Puis, j'les vois qui viennent sur la terrasse aussi, mais un peu à l'écart. J'étais pas vraiment en train de les mater, mais je capté vite que le petit devenait un peu trop insistant. Elle reculait, et lui il continuait, il essayait de l'embrasser alors qu'elle voulait pas. Y'avait quelque chose qui m'bouillonnait direct. J'ai toujours eu un problème avec ça. Même si moi, j'suis pas un saint, jamais de la vie je pourrais laisser un truc comme ça se passer sous mes yeux. C'est pas possible.
Je m'suis levé sans réfléchir, j'ai foncé vers eux, j'ai chopé le gars par le col direct. « Tu fais quoi, frère ? Elle t'a dit qu'elle voulait pas, laisse-la tranquille. »
Lui, il me regarde, il rigole nerveusement, « Wesh, c'est bon, c'est qu'une meuf, frère c'est une pute j'sais pas pourquoi elle fait la hlel. »
Là, j'me suis senti partir. Comment il peut parler comme ça ? J'lui mets un coup de poing dans la mâchoire direct.
« J'suis pas ton pote, déjà ! Et ensuite, ta mère la pute elle t'a pas éduqué ? Casse-toi d'ici avant que j't'encule, tu m'connais pas moi. » j'lui dit
Le petit il roule par terre, choqué, il se relève tant bien que mal et se tire sans demander son reste. Franchement, j'étais déjà assez dans la violence ces derniers temps, mais là, c'était obligé. Ce genre de gars, ils comprennent rien, c'est des animaux. Faut les remettre à leur place sinon ils s'arrêtent jamais.

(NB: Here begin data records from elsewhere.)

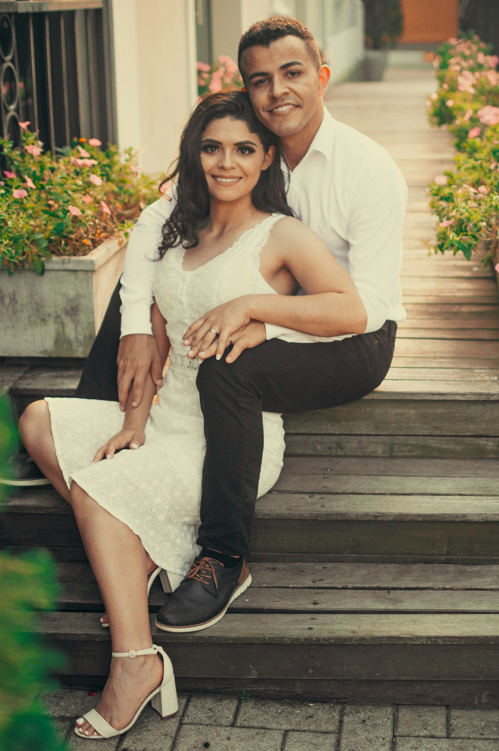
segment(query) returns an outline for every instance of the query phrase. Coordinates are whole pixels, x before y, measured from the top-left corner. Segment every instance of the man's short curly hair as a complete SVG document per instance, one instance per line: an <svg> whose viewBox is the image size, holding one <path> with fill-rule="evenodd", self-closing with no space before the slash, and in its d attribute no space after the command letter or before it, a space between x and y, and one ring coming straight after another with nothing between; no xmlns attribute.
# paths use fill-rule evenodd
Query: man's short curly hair
<svg viewBox="0 0 499 751"><path fill-rule="evenodd" d="M269 47L272 42L275 42L276 39L288 36L298 37L299 39L303 40L311 59L318 70L321 65L320 53L314 37L305 24L297 18L290 18L288 16L271 16L263 21L257 21L249 27L239 39L237 51L237 64L239 70L241 71L241 56L245 50L257 45ZM242 71L241 72L242 73Z"/></svg>

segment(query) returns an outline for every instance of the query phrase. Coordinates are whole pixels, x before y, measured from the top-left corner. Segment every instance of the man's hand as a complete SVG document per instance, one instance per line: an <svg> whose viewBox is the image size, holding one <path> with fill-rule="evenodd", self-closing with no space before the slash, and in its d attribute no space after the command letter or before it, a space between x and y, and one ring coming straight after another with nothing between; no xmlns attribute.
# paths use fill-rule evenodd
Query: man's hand
<svg viewBox="0 0 499 751"><path fill-rule="evenodd" d="M230 336L230 339L233 348L225 358L227 363L233 363L244 349L251 349L261 344L262 342L265 342L265 324L260 321L251 320L248 324L242 326L237 331L234 331ZM230 342L228 344L230 344ZM200 360L206 360L208 357L212 357L218 353L218 339L215 339L213 344L200 352L198 357Z"/></svg>
<svg viewBox="0 0 499 751"><path fill-rule="evenodd" d="M121 451L122 448L137 449L143 445L145 440L146 436L143 430L123 428L113 438L110 438L107 443L101 446L94 457L93 461L100 462L101 459L113 459L116 451Z"/></svg>
<svg viewBox="0 0 499 751"><path fill-rule="evenodd" d="M131 388L131 406L139 406L149 372L153 382L161 386L161 363L154 338L147 333L123 336L118 350L118 397L122 412L125 411Z"/></svg>
<svg viewBox="0 0 499 751"><path fill-rule="evenodd" d="M250 321L248 302L251 297L251 295L247 294L231 300L209 310L191 324L182 336L184 344L190 347L188 357L194 359L200 352L206 353L215 343L215 348L212 354L220 360L230 340L233 342L233 333Z"/></svg>

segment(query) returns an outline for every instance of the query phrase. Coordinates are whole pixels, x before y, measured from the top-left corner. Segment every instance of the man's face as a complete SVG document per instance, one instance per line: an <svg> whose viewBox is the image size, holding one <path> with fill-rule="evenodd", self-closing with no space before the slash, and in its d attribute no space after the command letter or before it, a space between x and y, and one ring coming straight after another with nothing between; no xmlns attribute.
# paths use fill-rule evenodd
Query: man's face
<svg viewBox="0 0 499 751"><path fill-rule="evenodd" d="M255 113L269 130L281 138L307 125L317 130L329 68L317 70L302 39L287 36L268 48L248 47L242 53L241 68Z"/></svg>

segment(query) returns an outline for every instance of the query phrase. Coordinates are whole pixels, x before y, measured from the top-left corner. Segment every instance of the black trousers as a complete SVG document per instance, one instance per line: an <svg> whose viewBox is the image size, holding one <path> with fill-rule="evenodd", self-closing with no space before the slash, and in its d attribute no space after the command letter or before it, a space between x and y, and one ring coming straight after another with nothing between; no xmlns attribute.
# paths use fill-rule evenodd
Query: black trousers
<svg viewBox="0 0 499 751"><path fill-rule="evenodd" d="M230 364L224 357L202 363L197 384L206 455L198 544L249 555L263 451L262 412L308 412L369 394L388 372L396 330L390 321L378 331L337 342L271 339Z"/></svg>
<svg viewBox="0 0 499 751"><path fill-rule="evenodd" d="M76 396L118 400L119 285L87 358ZM392 362L397 324L338 342L294 344L281 339L203 362L197 385L204 417L201 526L197 542L247 556L263 450L262 412L300 412L334 407L369 394ZM230 348L226 351L226 354Z"/></svg>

La meuf, elle est en larmes. Elle me regarde, elle est choquée, elle sait pas quoi dire. Elle m'dit merci, mais j'vois qu'elle est gênée. J'la regarde, et j'lui dis :
« T'inquiète, tranquille. T'habites où ? Vas-y, j'te ramène chez toi si tu veux. »
Elle hésite, je sens qu'elle a peur, et j'la comprends grave. Après c'qui vient de s'passer, elle doit pas avoir confiance.
Je continue : « Si tu veux, j'appelle ma sœur. Elle habite pas loin, elle peut venir te chercher, comme ça t'es tranquille. »
Elle hoche la tête, elle prend un peu confiance. Elle refuse finalement et dit : « Non, dérange pas ta sœur, si tu peux me ramener, ça serait bien. »
J'accepte, bien sûr. Sur la route, j'lui parle un peu pour détendre l'atmosphère. « Sérieux, qu'est-ce que tu fous dans des soirées comme ça ? T'as l'air d'être une meuf tranquille, t'es pas obligée de traîner avec des gens comme nous. J'me compte dedans, hein. » Elle rigole un peu, mal à l'aise. Elle m'explique qu'elle est venue avec une copine, mais que cette copine est partie avec un gars en plein milieu de la soirée, sans prévenir, et qu'elle avait plus de batterie pour la joindre.
« Fais gaffe, sérieux. Ça peut vite dégénérer avec ce genre de monde. »
Elle acquiesce, elle semble réfléchir. Quand on arrive devant chez elle, elle me remercie encore, me dit qu'elle sait pas c'qui se serait passé si j'étais pas intervenu. J'lui fais un signe de la main et j'm'en vais.
Sur la route du retour, j'me repasse la scène dans la tête. C'est fou comme j'suis re- devenu un mec violent, et en même temps, j'me dis qu'au fond, y'avait pas le choix. Mais en vrai... en vrai, ce que j'voulais vraiment, c'était me sentir utile. Parce qu'au fond, j'me sens vide.